Ultimately, the assessment should conclude with a professional opinion that the patient possesses decision-making capacity specifically for the purpose of appointing a POA, based on the most recent and highest-quality evidence available 1.
From the Research
Determining Mental Competence for Appointing a Power of Attorney (POA)
The process for determining a patient's mental competence to appoint a power of attorney (POA) involves several steps and considerations.
- Recognizing the conditions that require a competence assessment is the first step, as outlined in the study by 2.
- A full evaluation of the patient's competence is necessary, taking into account their ability to understand, reason, and make decisions 2.
- The degree of competence should be correlated with the complexity of the decision, such as appointing a POA 2.
- Improving the patient's competence when possible is also an important consideration 2.
- Establishing who will make the decision if the patient is deemed incompetent is a crucial step in the process 2.
Assessment Tools and Methods
Various assessment tools and methods can be used to evaluate a patient's mental competence, including:
- The Mini-Mental State Examination and the Mini-Cog, which are proprietary and open-source clinical examination tools 3.
- The mental status examination, which includes general observations and specific testing of cognitive functions such as attention, executive functioning, and memory 3.
- Nurse-led assessments, which may involve informal, intuitive, and holistic processes that combine physiological and mental capacity status 4.
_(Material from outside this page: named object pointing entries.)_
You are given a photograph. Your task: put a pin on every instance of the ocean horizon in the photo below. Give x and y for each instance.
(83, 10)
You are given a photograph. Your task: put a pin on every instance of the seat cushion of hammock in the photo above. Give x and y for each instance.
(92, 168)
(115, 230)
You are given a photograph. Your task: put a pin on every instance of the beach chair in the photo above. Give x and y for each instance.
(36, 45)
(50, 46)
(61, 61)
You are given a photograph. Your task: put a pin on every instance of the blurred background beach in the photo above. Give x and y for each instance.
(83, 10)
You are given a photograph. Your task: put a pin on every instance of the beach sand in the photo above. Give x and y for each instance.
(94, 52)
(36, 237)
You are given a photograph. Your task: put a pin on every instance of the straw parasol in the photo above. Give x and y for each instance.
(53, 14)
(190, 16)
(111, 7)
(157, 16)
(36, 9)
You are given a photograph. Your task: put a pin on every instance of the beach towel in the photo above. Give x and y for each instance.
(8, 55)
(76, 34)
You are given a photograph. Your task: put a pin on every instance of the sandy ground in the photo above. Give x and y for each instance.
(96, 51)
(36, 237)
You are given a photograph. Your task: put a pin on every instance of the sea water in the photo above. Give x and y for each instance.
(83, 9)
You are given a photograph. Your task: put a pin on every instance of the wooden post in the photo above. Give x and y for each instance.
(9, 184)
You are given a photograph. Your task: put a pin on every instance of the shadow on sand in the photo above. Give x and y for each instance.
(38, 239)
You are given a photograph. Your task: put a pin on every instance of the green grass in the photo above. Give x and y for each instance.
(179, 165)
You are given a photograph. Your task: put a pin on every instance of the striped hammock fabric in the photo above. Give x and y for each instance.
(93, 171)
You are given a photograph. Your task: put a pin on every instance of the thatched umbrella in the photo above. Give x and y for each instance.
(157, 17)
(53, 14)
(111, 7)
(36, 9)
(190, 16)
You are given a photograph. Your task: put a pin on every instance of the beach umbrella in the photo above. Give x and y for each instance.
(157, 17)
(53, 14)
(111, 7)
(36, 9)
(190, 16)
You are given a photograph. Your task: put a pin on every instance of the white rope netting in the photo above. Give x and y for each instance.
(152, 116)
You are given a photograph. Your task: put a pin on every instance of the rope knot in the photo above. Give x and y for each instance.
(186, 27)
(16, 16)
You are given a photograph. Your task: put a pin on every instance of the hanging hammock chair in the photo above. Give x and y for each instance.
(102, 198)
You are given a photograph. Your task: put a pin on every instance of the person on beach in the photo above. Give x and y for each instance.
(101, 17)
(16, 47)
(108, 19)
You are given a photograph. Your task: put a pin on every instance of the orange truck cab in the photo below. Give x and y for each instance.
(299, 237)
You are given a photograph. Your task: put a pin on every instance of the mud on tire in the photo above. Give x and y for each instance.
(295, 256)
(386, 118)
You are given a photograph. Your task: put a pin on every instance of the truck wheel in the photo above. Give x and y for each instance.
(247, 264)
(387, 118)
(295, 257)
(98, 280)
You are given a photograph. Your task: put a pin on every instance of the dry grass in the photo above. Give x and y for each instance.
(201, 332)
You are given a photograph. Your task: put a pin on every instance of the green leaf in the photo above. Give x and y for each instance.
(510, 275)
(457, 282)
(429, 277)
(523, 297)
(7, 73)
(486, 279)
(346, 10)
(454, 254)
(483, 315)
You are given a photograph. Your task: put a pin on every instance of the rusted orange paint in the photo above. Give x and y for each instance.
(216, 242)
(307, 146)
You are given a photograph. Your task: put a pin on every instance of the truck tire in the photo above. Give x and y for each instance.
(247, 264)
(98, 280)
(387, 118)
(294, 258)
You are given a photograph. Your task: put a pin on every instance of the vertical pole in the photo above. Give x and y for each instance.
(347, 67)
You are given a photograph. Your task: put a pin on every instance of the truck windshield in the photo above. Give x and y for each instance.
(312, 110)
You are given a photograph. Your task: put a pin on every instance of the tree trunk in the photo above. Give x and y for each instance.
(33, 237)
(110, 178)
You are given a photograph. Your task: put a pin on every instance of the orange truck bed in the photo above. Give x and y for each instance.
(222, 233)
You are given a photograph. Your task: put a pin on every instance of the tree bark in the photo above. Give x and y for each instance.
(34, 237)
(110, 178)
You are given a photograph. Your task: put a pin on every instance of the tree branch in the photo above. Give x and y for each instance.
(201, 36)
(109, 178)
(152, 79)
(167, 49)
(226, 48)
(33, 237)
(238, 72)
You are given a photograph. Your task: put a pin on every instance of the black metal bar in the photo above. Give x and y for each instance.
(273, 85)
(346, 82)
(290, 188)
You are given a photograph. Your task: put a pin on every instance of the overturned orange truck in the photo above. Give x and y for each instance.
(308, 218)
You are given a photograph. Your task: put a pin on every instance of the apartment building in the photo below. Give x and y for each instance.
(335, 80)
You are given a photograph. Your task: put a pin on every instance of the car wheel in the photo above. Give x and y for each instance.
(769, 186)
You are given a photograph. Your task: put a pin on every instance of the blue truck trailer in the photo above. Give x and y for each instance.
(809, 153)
Importance of Clinical Judgment
Clinical judgment is necessary in selecting the most appropriate assessment tool and interpreting the results 3.
- The mental status examination should be interpreted in the context of physician observation, and there are no guidelines to direct further testing in the setting of an abnormal mental status examination 3.
- The quality of the evidence regarding cognitive training and cognitive rehabilitation for patients with dementia is limited, and further well-designed studies are required to obtain more definitive evidence 5, 6.